As web sites became web applications, developers began looking to use ideas and techniques drawn from traditional software development. These included architectural patterns like Model-View-Controller (MVC) and Pipeline that simply were not possible with the server page model. The result was the development of a host of web frameworks across multiple programming languages, including:

  • Ruby on Rails, which uses the Ruby programming language and adopts a MVC architecture
  • Laravel, which uses the PHP programming language and adopts a MVC architecture
  • Django, which uses the Python programming language and adopts a MVC architecture
  • Express, which uses the Node implementation of the JavaScript programming language and adopts the Pipeline architecture
  • Revel, which uses the Go programming language and adopts a Pipeline architecture
  • Cowboy, which uses the erlang programming language and adopts a Pipeline architecture
  • Phoenix, which uses the elixir programming language, and adopts a Pipeline architecture

ASP.NET Frameworks

This is only a sampling of the many frameworks and languages used in the modern web.
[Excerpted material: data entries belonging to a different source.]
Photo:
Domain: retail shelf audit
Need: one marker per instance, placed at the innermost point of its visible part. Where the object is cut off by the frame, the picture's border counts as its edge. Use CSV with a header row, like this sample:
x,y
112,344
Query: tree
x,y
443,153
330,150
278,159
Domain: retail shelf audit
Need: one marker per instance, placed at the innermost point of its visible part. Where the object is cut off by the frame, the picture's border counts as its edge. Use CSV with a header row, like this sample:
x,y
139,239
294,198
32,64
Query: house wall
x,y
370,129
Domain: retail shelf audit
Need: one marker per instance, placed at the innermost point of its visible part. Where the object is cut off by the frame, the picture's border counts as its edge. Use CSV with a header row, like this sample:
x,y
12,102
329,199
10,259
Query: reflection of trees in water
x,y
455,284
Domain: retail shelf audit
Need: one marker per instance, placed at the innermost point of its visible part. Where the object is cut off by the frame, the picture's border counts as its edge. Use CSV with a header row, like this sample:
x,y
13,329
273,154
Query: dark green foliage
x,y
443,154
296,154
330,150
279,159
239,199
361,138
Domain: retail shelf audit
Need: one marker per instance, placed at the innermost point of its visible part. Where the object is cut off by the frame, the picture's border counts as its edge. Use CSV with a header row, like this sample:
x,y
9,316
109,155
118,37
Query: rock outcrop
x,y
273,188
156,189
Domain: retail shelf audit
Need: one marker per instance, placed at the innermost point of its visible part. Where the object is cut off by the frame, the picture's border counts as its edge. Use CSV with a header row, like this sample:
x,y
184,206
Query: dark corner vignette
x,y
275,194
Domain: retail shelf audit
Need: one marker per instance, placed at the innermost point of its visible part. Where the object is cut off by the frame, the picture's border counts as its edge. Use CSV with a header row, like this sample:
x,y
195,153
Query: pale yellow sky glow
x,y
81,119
Microsoft adapted to the new approach by creating their own frameworks within the ASP.NET family:

  • ASP.NET MVC uses C# (or Visual Basic) for a language and adopts a MVC architecture
  • ASP.NET Razor Pages, which also uses C# (or Visual Basic) for its language, and adopts a Pipeline architecture
  • ASP.NET API is a web framework focused on creating RESTful web APIs (i.e. a web application that serves data instead of HTML)

IIS and ASP.NET Core

While ASP.NET applications are traditionally hosted on IIS running on the Windows Server operating system, the introduction of .NET Core made it possible to run .NET programs on Linux machines. As Linux operating systems are typically free and dominate the web server market (W3Cook1 reports 98.1% of web servers worldwide run on a Linux OS).

Microsoft has accordingly migrated its ASP.NET family to a new implementation can run on .NET Core or IIS: ASP.NET Core. When you build a ASP.NET Core application, you can choose your deployment target: IIS, .NET Core, or even Microsoft’s cloud service, Azure. The same application can run on any of these platforms.